A number of historic buildings dot the city center, built during Spanish colonial times (virreinato) and the 19th century. Some of these monuments are the Temple of San Francisco, the Cathedral of Our Lady of Guadalupe (tallest cathedral in México); the church of San Francisco, the church of El Calvario, the Morelos Market, and the Federal Palace.

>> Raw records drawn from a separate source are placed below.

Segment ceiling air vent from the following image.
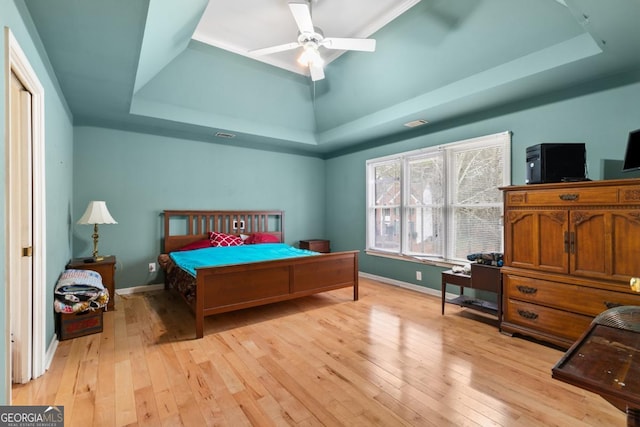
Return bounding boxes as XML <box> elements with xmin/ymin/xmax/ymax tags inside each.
<box><xmin>216</xmin><ymin>132</ymin><xmax>236</xmax><ymax>139</ymax></box>
<box><xmin>404</xmin><ymin>119</ymin><xmax>429</xmax><ymax>128</ymax></box>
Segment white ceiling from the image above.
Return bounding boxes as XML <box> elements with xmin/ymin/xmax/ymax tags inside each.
<box><xmin>193</xmin><ymin>0</ymin><xmax>420</xmax><ymax>75</ymax></box>
<box><xmin>22</xmin><ymin>0</ymin><xmax>640</xmax><ymax>156</ymax></box>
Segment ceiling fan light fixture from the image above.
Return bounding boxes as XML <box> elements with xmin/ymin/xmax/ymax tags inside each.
<box><xmin>298</xmin><ymin>43</ymin><xmax>324</xmax><ymax>67</ymax></box>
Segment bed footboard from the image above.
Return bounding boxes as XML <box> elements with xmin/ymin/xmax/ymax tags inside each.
<box><xmin>195</xmin><ymin>251</ymin><xmax>358</xmax><ymax>338</ymax></box>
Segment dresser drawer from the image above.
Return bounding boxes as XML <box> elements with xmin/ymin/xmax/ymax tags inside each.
<box><xmin>503</xmin><ymin>299</ymin><xmax>593</xmax><ymax>341</ymax></box>
<box><xmin>504</xmin><ymin>274</ymin><xmax>640</xmax><ymax>317</ymax></box>
<box><xmin>506</xmin><ymin>187</ymin><xmax>620</xmax><ymax>206</ymax></box>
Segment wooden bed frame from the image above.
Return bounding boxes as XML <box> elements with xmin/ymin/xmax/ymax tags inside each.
<box><xmin>163</xmin><ymin>210</ymin><xmax>359</xmax><ymax>338</ymax></box>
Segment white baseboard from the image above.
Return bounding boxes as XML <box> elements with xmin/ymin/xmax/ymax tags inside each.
<box><xmin>116</xmin><ymin>283</ymin><xmax>164</xmax><ymax>295</ymax></box>
<box><xmin>44</xmin><ymin>334</ymin><xmax>60</xmax><ymax>371</ymax></box>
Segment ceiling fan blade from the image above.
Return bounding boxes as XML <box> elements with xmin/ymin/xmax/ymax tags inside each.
<box><xmin>289</xmin><ymin>1</ymin><xmax>314</xmax><ymax>33</ymax></box>
<box><xmin>249</xmin><ymin>42</ymin><xmax>300</xmax><ymax>56</ymax></box>
<box><xmin>309</xmin><ymin>65</ymin><xmax>324</xmax><ymax>82</ymax></box>
<box><xmin>321</xmin><ymin>37</ymin><xmax>376</xmax><ymax>52</ymax></box>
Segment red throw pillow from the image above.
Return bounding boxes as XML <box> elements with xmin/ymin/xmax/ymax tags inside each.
<box><xmin>211</xmin><ymin>232</ymin><xmax>244</xmax><ymax>247</ymax></box>
<box><xmin>178</xmin><ymin>239</ymin><xmax>211</xmax><ymax>251</ymax></box>
<box><xmin>244</xmin><ymin>233</ymin><xmax>280</xmax><ymax>245</ymax></box>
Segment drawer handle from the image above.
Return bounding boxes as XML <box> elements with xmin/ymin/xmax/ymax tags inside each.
<box><xmin>516</xmin><ymin>285</ymin><xmax>538</xmax><ymax>295</ymax></box>
<box><xmin>518</xmin><ymin>310</ymin><xmax>538</xmax><ymax>320</ymax></box>
<box><xmin>604</xmin><ymin>301</ymin><xmax>623</xmax><ymax>308</ymax></box>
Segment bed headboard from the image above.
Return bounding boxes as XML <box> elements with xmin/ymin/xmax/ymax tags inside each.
<box><xmin>163</xmin><ymin>210</ymin><xmax>284</xmax><ymax>253</ymax></box>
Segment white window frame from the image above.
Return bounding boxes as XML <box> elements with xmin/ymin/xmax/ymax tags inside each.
<box><xmin>366</xmin><ymin>131</ymin><xmax>511</xmax><ymax>264</ymax></box>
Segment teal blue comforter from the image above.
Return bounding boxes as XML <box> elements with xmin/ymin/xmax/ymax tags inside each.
<box><xmin>169</xmin><ymin>243</ymin><xmax>319</xmax><ymax>277</ymax></box>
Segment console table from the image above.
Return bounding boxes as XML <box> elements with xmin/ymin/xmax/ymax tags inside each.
<box><xmin>442</xmin><ymin>263</ymin><xmax>502</xmax><ymax>321</ymax></box>
<box><xmin>551</xmin><ymin>306</ymin><xmax>640</xmax><ymax>426</ymax></box>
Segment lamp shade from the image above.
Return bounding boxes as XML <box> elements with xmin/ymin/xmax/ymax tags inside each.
<box><xmin>78</xmin><ymin>201</ymin><xmax>117</xmax><ymax>224</ymax></box>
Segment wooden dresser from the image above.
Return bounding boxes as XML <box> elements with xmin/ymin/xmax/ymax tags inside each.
<box><xmin>502</xmin><ymin>179</ymin><xmax>640</xmax><ymax>348</ymax></box>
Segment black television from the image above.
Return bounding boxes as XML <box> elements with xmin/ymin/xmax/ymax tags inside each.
<box><xmin>622</xmin><ymin>129</ymin><xmax>640</xmax><ymax>172</ymax></box>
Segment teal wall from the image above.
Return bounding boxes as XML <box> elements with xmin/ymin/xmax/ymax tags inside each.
<box><xmin>73</xmin><ymin>127</ymin><xmax>325</xmax><ymax>288</ymax></box>
<box><xmin>325</xmin><ymin>75</ymin><xmax>640</xmax><ymax>289</ymax></box>
<box><xmin>0</xmin><ymin>0</ymin><xmax>73</xmax><ymax>404</ymax></box>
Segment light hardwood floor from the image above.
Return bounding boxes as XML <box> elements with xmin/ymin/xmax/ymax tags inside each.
<box><xmin>13</xmin><ymin>279</ymin><xmax>626</xmax><ymax>427</ymax></box>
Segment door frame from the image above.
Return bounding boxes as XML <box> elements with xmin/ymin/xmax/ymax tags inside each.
<box><xmin>4</xmin><ymin>27</ymin><xmax>49</xmax><ymax>394</ymax></box>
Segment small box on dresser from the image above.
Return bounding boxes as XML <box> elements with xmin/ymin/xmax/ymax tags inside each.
<box><xmin>67</xmin><ymin>255</ymin><xmax>116</xmax><ymax>310</ymax></box>
<box><xmin>56</xmin><ymin>310</ymin><xmax>103</xmax><ymax>341</ymax></box>
<box><xmin>300</xmin><ymin>239</ymin><xmax>331</xmax><ymax>253</ymax></box>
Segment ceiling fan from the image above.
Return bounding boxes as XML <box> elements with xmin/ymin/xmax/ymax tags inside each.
<box><xmin>249</xmin><ymin>0</ymin><xmax>376</xmax><ymax>81</ymax></box>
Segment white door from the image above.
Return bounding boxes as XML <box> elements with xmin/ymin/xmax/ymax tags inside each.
<box><xmin>7</xmin><ymin>72</ymin><xmax>33</xmax><ymax>383</ymax></box>
<box><xmin>4</xmin><ymin>27</ymin><xmax>46</xmax><ymax>397</ymax></box>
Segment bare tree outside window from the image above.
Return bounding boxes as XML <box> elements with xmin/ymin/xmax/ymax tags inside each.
<box><xmin>367</xmin><ymin>132</ymin><xmax>511</xmax><ymax>261</ymax></box>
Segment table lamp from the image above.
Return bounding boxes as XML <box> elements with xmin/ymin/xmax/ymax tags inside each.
<box><xmin>77</xmin><ymin>201</ymin><xmax>117</xmax><ymax>262</ymax></box>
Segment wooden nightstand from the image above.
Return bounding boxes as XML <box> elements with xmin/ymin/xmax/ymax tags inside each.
<box><xmin>300</xmin><ymin>239</ymin><xmax>331</xmax><ymax>253</ymax></box>
<box><xmin>67</xmin><ymin>256</ymin><xmax>116</xmax><ymax>310</ymax></box>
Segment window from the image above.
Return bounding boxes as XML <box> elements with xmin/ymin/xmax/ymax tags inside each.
<box><xmin>367</xmin><ymin>132</ymin><xmax>511</xmax><ymax>261</ymax></box>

One of the main tourist attractions is the Cathedral of Our Lady of Guadalupe, located on 5 de Mayo Avenue; it is a neo-gothic style architectural cathedral which its construction began on February 2, 1898, this cathedral reaches 107.5 meters in height (352.69 ft.), 95 meters long (311.67 ft.), 57 meters wide (187 ft.), and a total surface area of 5,415 square meters (58,286.57 sq. ft.), making it one of the largest cathedrals of its kind in the American continent. There is also the Cathedral of the Immaculate Conception.

Zamora has several leisure alternatives, periodically Theater of the City of Zamora offers events, as piano recitals, theater, camera concerts and works, also the School of Michoacán A.C. with soothes in Zamora offers to the citizenship diverse cultural events like cycles of films festivals, recitals, concerts and presentations of folkloric dances and events.

Every year in December the Festival of the Chongos zamoranos is held, where the visitor is able to taste gastronomical samples, musical dances and interpretations, as well as the “Poets Meeting” and every 12 of December in Cathedral of Our Lady of Guadalupe and in diverse places of the city. One of nearby best attractions is the Lago de Camécuaro National Park, which is one out of 5 national parks.

==Notable people==

Policy and diplomacy
- José Sixto Verduzco, insurgent leader during the War of Independence, senator for Michoacán.
- Alfonso García Robles, Nobel Peace Prize (1982), and Secretary of Foreign Affairs.
- Marta Sahagún, wife of ex president Vicente Fox.
- Juan Razon, Singer, television host, radio personality also known as "El Hombre del Vozarrón" or Don Cheto.

Arts and culture
- Eduardo del Río, writer and cartoonist.

Sports
- Rafael Márquez, football player of Atlas F.C. and FC Barcelona.
- Ricardo Rodriguez, former WWE wrestler and personal ring announcer for Alberto Del Rio. His family is from Zamora.
- Juan Carlos Chávez, former football player.
- Luis Ángel Landín, football player of Municipal Pérez Zeledón.